Iowa’s Grassley responds to Obama’s executive privilege move on ‘Fast and Furious’
Attorney General Eric Holder facing contempt charges
9:30 AM, Jun 20, 2012
WASHINGTON (AP) — The Justice Dept says that President Barack Obama has asserted executive privilege to withhold documents a House committee is seeking in an investigation of a flawed gun-smuggling probe.
In a letter to Rep. Darrell Issa, R-Calif., a Justice Department official said the privilege applies to documents that explain how the department learned that there were problems with the investigation called Operation Fast and Furious.

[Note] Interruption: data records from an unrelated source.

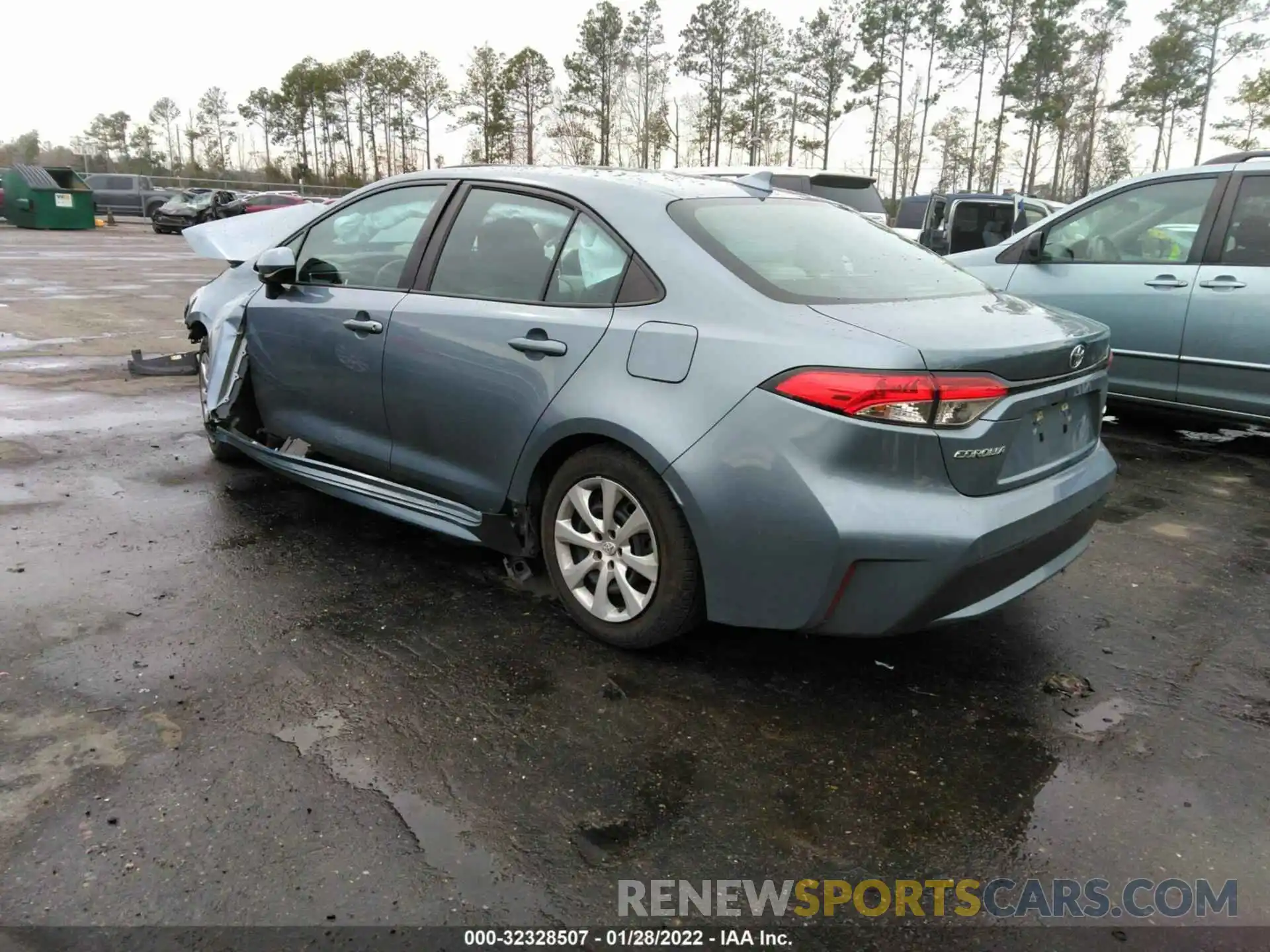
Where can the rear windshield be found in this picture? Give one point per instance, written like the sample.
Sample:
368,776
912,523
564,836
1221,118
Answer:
912,211
807,252
863,197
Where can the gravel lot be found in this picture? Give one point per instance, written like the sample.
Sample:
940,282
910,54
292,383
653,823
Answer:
229,699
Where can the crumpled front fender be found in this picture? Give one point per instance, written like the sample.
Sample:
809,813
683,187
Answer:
226,349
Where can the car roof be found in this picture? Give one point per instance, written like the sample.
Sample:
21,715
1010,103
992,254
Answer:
774,171
595,184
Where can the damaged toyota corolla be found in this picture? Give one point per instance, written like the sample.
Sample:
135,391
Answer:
685,397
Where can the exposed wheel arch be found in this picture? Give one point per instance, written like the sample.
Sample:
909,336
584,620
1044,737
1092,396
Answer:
546,451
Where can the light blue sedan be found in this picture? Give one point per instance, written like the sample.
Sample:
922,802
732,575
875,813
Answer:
1177,266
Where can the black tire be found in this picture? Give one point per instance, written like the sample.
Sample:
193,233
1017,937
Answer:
677,602
222,452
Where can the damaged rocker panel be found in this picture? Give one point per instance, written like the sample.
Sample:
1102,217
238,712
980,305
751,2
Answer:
393,499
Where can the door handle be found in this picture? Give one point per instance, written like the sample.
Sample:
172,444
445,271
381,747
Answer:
1223,281
1166,281
539,346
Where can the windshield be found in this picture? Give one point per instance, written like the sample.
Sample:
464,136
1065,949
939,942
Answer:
812,253
190,198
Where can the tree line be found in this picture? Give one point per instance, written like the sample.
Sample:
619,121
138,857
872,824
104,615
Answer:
1040,111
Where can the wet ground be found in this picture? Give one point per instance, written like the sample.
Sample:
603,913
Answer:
229,699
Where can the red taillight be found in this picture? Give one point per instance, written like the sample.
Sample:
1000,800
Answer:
913,399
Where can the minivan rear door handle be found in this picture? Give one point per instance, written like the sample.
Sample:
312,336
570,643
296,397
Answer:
362,324
539,344
1223,281
1166,281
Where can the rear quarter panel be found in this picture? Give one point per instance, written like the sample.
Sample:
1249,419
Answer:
743,339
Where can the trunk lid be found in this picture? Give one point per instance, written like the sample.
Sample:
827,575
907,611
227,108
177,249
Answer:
1052,416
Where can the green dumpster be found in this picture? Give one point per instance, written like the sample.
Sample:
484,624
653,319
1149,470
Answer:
36,197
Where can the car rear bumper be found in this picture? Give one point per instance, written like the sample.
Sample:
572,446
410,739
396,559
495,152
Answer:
808,521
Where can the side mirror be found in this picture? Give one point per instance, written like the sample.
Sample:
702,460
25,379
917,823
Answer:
1033,247
277,266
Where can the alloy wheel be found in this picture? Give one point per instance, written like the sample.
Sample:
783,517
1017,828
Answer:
606,549
204,361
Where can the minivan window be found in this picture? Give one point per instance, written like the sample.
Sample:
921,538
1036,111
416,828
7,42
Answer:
911,214
810,253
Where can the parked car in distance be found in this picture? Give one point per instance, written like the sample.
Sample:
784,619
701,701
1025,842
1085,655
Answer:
187,208
265,201
859,192
951,222
687,399
1177,266
126,194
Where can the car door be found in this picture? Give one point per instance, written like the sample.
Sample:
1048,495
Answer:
1226,346
1108,260
516,291
317,347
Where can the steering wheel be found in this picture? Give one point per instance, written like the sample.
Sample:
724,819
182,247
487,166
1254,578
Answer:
385,273
1103,249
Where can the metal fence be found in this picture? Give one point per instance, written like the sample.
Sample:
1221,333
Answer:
241,186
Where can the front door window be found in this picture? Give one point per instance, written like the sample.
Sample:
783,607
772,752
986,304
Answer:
1154,223
367,244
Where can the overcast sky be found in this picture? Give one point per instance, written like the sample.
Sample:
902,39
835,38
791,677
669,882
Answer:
64,75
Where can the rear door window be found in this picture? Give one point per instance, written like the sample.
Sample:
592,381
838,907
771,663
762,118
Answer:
591,267
1248,239
502,247
911,214
814,253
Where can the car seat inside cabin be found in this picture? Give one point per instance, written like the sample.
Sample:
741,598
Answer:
977,225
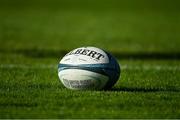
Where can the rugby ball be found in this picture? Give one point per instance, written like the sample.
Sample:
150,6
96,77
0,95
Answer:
88,68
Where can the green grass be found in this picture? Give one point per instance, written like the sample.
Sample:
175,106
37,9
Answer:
143,35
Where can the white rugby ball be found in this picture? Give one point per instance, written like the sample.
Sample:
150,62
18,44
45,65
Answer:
88,68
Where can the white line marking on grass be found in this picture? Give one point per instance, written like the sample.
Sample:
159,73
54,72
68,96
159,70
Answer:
123,67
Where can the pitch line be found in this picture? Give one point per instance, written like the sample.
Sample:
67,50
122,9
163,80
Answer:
123,67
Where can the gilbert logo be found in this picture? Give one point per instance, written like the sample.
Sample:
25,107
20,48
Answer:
87,52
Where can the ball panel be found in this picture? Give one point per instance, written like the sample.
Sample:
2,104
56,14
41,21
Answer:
85,55
82,79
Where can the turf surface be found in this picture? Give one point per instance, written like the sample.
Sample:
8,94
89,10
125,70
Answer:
143,35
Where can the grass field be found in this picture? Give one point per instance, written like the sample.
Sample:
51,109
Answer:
143,35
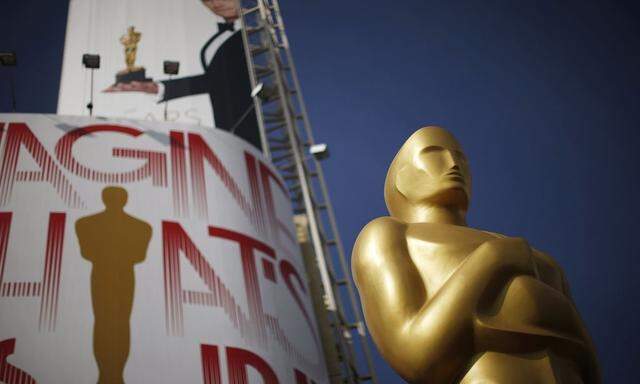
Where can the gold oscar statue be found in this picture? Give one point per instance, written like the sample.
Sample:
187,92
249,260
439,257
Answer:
446,303
132,73
114,242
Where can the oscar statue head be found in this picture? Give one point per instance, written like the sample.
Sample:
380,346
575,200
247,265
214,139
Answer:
429,175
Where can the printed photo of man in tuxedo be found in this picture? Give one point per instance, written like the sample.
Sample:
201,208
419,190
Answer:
225,77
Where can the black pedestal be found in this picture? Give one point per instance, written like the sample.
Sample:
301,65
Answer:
135,75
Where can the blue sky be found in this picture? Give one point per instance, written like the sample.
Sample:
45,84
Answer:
543,96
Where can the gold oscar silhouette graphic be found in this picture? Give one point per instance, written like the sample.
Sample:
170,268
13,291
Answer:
446,303
113,242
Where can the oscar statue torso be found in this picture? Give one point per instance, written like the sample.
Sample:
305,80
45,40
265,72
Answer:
446,303
526,327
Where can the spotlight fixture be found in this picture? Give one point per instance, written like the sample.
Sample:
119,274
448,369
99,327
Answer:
91,61
319,151
171,67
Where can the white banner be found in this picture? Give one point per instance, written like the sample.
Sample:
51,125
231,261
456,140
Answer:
134,38
145,252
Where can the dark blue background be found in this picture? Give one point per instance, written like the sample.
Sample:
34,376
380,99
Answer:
543,95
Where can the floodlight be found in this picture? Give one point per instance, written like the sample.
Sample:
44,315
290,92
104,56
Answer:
319,151
8,59
257,90
91,61
171,67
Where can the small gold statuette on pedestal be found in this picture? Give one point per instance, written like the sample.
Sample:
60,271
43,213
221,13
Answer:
446,303
131,73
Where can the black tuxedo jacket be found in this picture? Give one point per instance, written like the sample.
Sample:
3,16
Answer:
226,80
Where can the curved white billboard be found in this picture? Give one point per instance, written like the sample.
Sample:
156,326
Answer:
139,252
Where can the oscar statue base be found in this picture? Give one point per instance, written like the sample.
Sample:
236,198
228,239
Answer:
136,74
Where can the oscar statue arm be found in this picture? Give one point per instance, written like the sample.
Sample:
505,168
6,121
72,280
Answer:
427,336
185,86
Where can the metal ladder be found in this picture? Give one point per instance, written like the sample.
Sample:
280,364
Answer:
286,138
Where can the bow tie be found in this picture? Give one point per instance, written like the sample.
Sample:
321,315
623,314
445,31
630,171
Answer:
225,27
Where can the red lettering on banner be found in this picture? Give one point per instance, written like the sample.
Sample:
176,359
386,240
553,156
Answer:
252,173
48,288
288,271
199,151
155,166
253,327
210,364
301,378
1,133
176,240
239,359
179,174
8,373
249,270
19,135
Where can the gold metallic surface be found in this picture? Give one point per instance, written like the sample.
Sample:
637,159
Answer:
130,42
446,303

““The assertion of executive privilege raises monumental questions,” Iowa Sen. Chuck Grassley said in a statement released Wednesday shortly after the president’s move. “How can the President assert executive privilege if there was no White House involvement? How can the President exert executive privilege over documents he’s supposedly never seen? Is something very big being hidden to go to this extreme? The contempt citation is an important procedural mechanism in our system of checks and balances. The questions from Congress go to determining what happened in a disastrous government program for accountability and so that it’s never repeated again.”
Grassley is the ranking Republican on the Senate Judiciary Committee and has previously called a Justice Department investigation into the “Fast and Furious” gunrunning operation “botched.”